= Institute of Jamaica =

The Institute of Jamaica (IOJ), founded in 1879, is the country's most significant cultural, artistic and scientific organisation: a patron and promoter of the arts in Jamaica, sponsoring exhibitions and awards. It is also the country's museums authority, as well as administering other national arts and cultural outlets including the National Gallery, the African Caribbean Institute of Jamaica, and the Jamaica Journal.

==History==
The Institute of Jamaica was established in 1879 by Sir Anthony Musgrave, then governor of Jamaica, "For the Encouragement of Literature, Science and Art in Jamaica", and as such was designed to help Government in the promotion and preservation of culture in the island. It is Jamaica's "most significant cultural, artistic and scientific organization". In the words of the late Edna Manley: "When I pay tribute to the Institute, I like to think back over the years to the twenties - when there was almost nothing that stood for the encouragement of any of the Arts or Sciences. Only the Institute stood like a beacon in its attempt to create an atmosphere where creativity could hope to flourish. The Institute stood for integrity. It also had the strength and intelligence to survive. Let the Institute survive, beaming aloft its flame of integrity."
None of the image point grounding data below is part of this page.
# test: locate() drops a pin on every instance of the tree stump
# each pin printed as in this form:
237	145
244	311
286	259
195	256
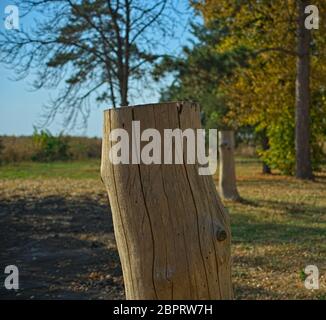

The IOJ is located at 10-16 East Street, Kingston, Jamaica, and has responsibility for the following organizations:

- The African Caribbean Institute of Jamaica /Jamaica Memory Bank (ACIJ/JMB).
  - Liberty Hall: Legacy of Marcus Garvey – a project of the ACIJ/JMB
- The Jamaica Music Museum (JAMM)
- The Junior Centres (Programmes Coordination)
- The Natural History Museum of Jamaica
- The Museums of History and Ethnography
- The National Gallery of Jamaica

The function of the Institute varies according to the role of each division. These include: to establish and maintain museums and galleries for the collection, preservation and presentation of artefacts and art treasures (National Museum Jamaica); to maintain and display Jamaica's flora and fauna collections (Natural History); to document and disseminate information on the impact of the African presence in Jamaica and the wider Caribbean (ACIJ/JMB), with Liberty Hall as a unit of the ACIJ formed to promote the memory of Marcus Garvey including through educational programmes and exhibitions; to develop the potential of children in visual and performing arts and to broaden their appreciation of Jamaica's culture (Junior Centres); and to acquire Jamaican art for public display (National Gallery).

==Publications==
The IOJ publishes Jamaica Journal, originally the Journal of the Institute of Jamaica, established in 1896.

==Awards==
The Musgrave Medal has been awarded by the Institute of Jamaica since 1897 for excellence in the fields of arts, sciences and literature.

The Gleaner Company presented the Institute of Jamaica with the Gleaner Honour Award "For its unyielding and invaluable contribution to Arts and Culture in 2014, staunchly preserving Jamaica's heritage."